How Verizon Flies by Wire

Two major shifts have changed the dynamics of information hoarding and given CIOs the chance to finally make these systems work.

Manage by the Dashboard Light

Giving line managers access to metrics that matter is important, but most dashboards fail because the systems stop there. They do not establish a clear link between cause and effect, between numbers and action. Say that sales are down for the day. Why? The metrics that could trace the cause and narrow accountability often aren't present or aren't presented in a way that would let the user figure it out.

Kheradpir is trying to change that. High-level metrics screens appear as a tabbed browser page. Within each tab, there are drill-down links to narrower metrics. His metric screens also carry the name of a person deemed responsible for that particular activity, with contact information and a link to Verizon's instant messaging system. It's a sure way to get people to use the system.

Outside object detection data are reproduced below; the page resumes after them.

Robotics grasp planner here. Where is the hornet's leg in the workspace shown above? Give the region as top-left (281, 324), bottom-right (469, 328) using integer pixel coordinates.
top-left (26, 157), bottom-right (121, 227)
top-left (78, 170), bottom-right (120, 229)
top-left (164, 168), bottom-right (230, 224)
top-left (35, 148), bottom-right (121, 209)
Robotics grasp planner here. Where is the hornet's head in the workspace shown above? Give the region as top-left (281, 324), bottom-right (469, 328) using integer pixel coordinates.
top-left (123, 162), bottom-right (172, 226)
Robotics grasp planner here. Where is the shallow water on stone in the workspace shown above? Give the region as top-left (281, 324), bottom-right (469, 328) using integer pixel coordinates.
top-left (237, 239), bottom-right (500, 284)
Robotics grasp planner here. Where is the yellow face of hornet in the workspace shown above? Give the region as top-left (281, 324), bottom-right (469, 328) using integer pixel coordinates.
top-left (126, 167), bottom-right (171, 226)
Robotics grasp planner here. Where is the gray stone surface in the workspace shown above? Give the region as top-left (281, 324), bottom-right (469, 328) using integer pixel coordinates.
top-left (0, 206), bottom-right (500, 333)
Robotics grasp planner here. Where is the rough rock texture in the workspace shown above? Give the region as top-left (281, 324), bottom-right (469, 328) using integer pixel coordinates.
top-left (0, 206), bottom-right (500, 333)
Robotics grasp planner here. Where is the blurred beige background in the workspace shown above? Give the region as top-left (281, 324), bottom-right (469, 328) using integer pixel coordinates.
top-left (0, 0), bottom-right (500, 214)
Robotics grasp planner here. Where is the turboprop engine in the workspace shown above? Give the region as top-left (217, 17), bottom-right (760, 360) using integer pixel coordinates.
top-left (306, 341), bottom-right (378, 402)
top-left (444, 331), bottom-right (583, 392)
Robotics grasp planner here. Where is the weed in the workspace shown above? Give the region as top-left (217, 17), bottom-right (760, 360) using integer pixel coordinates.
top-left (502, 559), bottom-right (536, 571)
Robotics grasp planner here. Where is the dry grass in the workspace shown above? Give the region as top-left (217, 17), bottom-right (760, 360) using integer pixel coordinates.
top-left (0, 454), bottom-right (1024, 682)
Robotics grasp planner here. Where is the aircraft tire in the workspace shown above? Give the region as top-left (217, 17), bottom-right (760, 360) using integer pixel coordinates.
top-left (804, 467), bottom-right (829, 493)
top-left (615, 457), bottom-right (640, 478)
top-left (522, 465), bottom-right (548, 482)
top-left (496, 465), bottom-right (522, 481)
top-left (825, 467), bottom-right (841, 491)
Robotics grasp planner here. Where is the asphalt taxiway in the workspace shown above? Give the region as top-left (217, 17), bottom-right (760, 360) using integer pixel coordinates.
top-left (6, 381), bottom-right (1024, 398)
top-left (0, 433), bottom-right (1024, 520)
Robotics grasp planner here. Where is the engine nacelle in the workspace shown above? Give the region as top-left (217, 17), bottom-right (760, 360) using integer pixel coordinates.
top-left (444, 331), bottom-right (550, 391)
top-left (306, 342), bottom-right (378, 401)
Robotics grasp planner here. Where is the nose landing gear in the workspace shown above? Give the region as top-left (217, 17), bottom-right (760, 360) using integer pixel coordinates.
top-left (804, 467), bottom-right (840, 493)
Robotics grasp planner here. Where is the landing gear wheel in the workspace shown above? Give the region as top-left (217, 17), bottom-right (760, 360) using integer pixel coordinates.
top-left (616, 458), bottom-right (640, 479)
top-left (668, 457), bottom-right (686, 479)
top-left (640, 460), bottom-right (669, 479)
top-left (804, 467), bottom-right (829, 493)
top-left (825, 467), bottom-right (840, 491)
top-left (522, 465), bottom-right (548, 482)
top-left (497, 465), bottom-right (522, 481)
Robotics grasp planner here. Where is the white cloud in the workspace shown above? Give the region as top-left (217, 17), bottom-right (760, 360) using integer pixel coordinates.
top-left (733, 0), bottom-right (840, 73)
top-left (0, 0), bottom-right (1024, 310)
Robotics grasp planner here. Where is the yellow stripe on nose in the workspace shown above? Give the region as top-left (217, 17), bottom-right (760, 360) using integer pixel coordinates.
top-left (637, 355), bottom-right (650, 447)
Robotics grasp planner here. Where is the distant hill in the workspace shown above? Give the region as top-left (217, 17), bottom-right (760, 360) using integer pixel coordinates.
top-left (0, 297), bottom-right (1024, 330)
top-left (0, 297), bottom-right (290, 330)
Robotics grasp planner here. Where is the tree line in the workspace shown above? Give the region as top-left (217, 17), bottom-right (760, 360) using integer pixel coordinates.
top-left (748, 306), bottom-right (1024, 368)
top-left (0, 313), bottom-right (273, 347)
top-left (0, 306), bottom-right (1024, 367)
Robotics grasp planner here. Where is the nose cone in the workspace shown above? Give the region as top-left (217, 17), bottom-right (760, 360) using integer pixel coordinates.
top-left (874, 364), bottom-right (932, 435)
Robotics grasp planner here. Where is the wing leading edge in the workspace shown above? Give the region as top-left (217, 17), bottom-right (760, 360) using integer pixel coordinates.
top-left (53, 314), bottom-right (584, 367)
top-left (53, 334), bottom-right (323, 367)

Kheradpir has a screen he calls "The Wall of Shaygan" that shows live links to the more than 100 major IT systems around Verizon. Each system blinks green, yellow or red. When Kheradpir sees a system moving into yellow, he pings the administrator responsible. When he first set it up and the pinging started, employees wondered what had hit them. "They all started saying: 'What is this Wall of Shaygan and when can I get one? I'm tired of getting calls from Shaygan'," he laughs.

Before calling, Kheradpir often checks written logs that are attached to many of the IT systems, in which IT employees can explain why metrics have gone out of line. Forrester's Orlov says dashboard systems at many companies lack this kind of mechanism for employees to respond to and explain problems.

Still, says Kheradpir, there is a simple way to avoid getting calls: Keep your metrics in an acceptable range. "If these metrics aren't moving the way you want them to day in and day out, pinging the employees is the least of our problems," he says. "It's much better for us to jump in and try to fix it rather than have an explosion much later."

Kheradpir says that all his calls have raised morale in his department rather than lowering it. "My organization is becoming more self-mobilizing around what they need to take care of. Over the months I have pinged them less and less. My organization is a lot more agile and we're all a lot more together."

As with most knowledge management systems, the return on the investment (which Kheradpir will not reveal) is hard to pin down. So Kheradpir is measuring the acceptance level, which is high among managers. "When I became CIO, I had a mission to make this thing stick," he says. "And I'm happy to say that it has been embraced more than I ever hoped for."

If Kheradpir's dashboard effort had its own dashboard, it would be trending up - for the first time in 20 years.